Iris¶
This example uses the 'iris' dataset to predict the species of various flowers based on their physical features. You can download the Jupyter Notebook of the study here.
- PetalLengthCm: Petal Length in cm
- PetalWidthCm: Petal Width in cm
- SepalLengthCm: Sepal Length in cm
- SepalWidthCm: Sepal Width in cm
- Species: The Flower Species (Setosa, Virginica, Versicolor)
We will follow the data science cycle (Data Exploration - Data Preparation - Data Modeling - Model Evaluation - Model Deployment) to solve this problem.
Initialization¶
This example uses the following version of VerticaPy:
import verticapy as vp
vp.__version__
Connect to Vertica.
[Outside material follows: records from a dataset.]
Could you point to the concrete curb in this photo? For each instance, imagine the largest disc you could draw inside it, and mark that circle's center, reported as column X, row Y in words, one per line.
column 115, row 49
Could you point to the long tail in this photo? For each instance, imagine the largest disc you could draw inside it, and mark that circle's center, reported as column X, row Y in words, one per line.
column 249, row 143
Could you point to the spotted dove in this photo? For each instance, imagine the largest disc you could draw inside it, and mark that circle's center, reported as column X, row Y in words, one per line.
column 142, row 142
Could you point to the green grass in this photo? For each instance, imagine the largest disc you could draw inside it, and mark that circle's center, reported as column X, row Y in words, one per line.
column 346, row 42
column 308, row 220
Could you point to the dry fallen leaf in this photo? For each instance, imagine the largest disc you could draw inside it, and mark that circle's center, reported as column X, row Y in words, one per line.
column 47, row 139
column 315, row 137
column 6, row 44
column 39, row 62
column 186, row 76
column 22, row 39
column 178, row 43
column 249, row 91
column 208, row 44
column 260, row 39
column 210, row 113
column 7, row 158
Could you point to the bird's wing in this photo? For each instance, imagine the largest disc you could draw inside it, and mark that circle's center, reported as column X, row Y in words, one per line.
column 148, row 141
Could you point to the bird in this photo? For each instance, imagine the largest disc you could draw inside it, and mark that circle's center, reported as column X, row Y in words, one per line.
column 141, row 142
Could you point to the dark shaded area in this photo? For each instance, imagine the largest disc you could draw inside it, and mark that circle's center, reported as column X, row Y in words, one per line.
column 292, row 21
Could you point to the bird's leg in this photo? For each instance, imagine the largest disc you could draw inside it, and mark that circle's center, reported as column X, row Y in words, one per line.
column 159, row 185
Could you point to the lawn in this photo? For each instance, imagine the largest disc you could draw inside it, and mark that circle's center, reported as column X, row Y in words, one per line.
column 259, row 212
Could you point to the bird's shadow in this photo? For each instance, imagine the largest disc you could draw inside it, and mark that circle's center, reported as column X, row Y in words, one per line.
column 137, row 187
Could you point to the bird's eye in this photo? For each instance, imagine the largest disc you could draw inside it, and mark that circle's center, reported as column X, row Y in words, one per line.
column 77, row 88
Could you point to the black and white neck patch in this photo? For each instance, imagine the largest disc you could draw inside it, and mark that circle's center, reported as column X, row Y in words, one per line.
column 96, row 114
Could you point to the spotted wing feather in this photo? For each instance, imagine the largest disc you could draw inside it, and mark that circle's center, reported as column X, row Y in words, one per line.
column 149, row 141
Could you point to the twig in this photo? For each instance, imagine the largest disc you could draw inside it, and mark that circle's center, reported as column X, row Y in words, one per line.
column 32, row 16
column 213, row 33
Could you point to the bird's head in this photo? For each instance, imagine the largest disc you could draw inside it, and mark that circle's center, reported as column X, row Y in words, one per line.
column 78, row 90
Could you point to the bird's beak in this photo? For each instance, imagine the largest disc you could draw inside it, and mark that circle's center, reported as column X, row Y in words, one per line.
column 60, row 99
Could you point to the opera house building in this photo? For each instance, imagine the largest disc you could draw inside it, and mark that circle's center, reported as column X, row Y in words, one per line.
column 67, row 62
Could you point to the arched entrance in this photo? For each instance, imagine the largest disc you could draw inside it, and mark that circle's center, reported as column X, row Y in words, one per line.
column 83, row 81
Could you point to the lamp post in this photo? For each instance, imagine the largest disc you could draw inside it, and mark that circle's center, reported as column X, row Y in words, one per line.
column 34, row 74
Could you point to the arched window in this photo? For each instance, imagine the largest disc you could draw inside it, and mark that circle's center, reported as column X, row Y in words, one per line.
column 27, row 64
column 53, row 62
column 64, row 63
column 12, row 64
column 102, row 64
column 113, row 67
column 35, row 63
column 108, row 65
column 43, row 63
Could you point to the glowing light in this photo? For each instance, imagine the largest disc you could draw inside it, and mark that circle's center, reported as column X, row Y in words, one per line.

This example uses an existing connection called "VerticaDSN." For details on how to create a connection, use see the connection tutorial.
vp.connect("VerticaDSN")
Let's create a Virtual DataFrame of the dataset.
from verticapy.datasets import load_iris
import verticapy.stats as st
iris = load_iris()
iris.head(5)
Data Exploration and Preparation¶
Let's explore the data by displaying descriptive statistics of all the columns.
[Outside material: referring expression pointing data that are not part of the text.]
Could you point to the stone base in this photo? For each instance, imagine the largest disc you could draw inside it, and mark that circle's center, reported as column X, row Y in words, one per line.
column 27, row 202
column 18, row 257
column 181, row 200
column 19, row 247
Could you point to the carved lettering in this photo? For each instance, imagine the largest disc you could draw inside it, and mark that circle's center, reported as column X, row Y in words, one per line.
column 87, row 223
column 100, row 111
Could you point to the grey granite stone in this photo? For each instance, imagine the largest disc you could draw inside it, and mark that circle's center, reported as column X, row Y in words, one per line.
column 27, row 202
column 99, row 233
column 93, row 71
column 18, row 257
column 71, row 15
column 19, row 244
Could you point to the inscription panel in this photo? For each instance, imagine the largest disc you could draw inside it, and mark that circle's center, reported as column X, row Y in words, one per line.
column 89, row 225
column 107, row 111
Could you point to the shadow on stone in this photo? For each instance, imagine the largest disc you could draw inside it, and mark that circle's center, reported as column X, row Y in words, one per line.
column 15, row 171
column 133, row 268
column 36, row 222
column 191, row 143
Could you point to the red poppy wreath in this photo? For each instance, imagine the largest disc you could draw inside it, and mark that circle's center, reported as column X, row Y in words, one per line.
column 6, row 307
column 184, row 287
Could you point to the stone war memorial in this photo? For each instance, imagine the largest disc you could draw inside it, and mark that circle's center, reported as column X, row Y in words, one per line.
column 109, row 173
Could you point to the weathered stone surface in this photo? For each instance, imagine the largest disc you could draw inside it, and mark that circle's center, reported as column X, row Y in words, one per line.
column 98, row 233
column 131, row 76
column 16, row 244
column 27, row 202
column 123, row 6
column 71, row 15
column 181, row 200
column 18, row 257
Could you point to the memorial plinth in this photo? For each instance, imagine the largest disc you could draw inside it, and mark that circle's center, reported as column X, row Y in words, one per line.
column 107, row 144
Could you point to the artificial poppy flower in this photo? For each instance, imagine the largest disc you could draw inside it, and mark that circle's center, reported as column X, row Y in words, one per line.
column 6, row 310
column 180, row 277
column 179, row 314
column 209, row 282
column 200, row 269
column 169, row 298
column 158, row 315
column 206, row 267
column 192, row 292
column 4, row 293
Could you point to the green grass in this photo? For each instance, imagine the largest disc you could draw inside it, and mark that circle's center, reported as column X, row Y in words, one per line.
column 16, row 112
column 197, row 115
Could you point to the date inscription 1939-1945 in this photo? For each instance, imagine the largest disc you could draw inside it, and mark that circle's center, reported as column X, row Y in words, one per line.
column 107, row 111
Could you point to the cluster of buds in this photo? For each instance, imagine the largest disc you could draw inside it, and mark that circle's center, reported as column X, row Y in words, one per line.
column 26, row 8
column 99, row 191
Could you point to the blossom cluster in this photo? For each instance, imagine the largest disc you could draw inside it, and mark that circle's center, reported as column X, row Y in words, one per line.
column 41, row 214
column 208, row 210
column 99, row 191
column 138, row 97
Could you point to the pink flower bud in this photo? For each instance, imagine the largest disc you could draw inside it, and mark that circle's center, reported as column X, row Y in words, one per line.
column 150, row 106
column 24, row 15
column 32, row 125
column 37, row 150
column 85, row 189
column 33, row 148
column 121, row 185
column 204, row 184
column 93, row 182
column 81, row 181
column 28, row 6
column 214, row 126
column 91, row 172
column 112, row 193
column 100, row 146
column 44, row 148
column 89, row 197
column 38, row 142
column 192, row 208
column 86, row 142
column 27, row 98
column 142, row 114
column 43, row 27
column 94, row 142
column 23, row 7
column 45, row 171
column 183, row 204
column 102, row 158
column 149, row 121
iris.describe(method = "categorical", unique=True)
We don't have much data here, but that's okay; since different flower species have different proportions and ratios between those proportions, we can start by making ratios between each feature.
We'll need to use the One-Hot Encoder on the 'Species' to get information about each species.
iris["Species"].one_hot_encode(drop_first = False)
iris["ratio_pwl"] = iris["PetalWidthCm"] / iris["PetalLengthCm"]
iris["ratio_swl"] = iris["SepalWidthCm"] / iris["SepalLengthCm"]
We can draw the correlation matrix (Pearson correlation coefficient) of the new features to see if there are some linear links.
%matplotlib inline
iris.corr()
The Iris setosa is highly linearly correlated with the petal length and the sepal ratio. We can see a perfect separation using the two features (though we can also see this separation the petal length alone).
iris.scatter(columns = ["PetalLengthCm", "ratio_swl"],
catcol = "Species")
We can we a clear linear separation between the Iris setosa and the other species, but we'll need more features to identify the differences between Iris virginica and Iris versicolor.
iris.scatter(columns = ["PetalLengthCm",
"PetalWidthCm",
"SepalLengthCm"],
catcol = "Species")
Our strategy is simple: we'll use two Linear Support Vector Classification (SVC): one to classify the Iris setosa and another to classify the Iris versicolor.
Machine Learning¶
Let's build the first Linear SVC to predict if a flower is an Iris setosa.
from verticapy.learn.svm import LinearSVC
from verticapy.learn.model_selection import cross_validate
predictors = ["PetalLengthCm", "ratio_swl"]
response = "Species_Iris-setosa"
model = LinearSVC("svc_setosa_iris")
cross_validate(model, iris, predictors, response)
Our model is excellent. Let's build it using the entire dataset.
model.fit(iris, predictors, response)
Let's plot the model to see the perfect separation.
model.plot()
We can add this probability to the vDataFrame.
model.predict_proba(iris, name = "setosa", pos_label=1)
Let's create a model to classify the Iris virginica.
predictors = ["PetalLengthCm", "SepalLengthCm", "SepalWidthCm",
"PetalWidthCm", "ratio_pwl", "ratio_swl"]
response = "Species_Iris-virginica"
model = LinearSVC("svc_virginica_iris")
cross_validate(model, iris, predictors, response)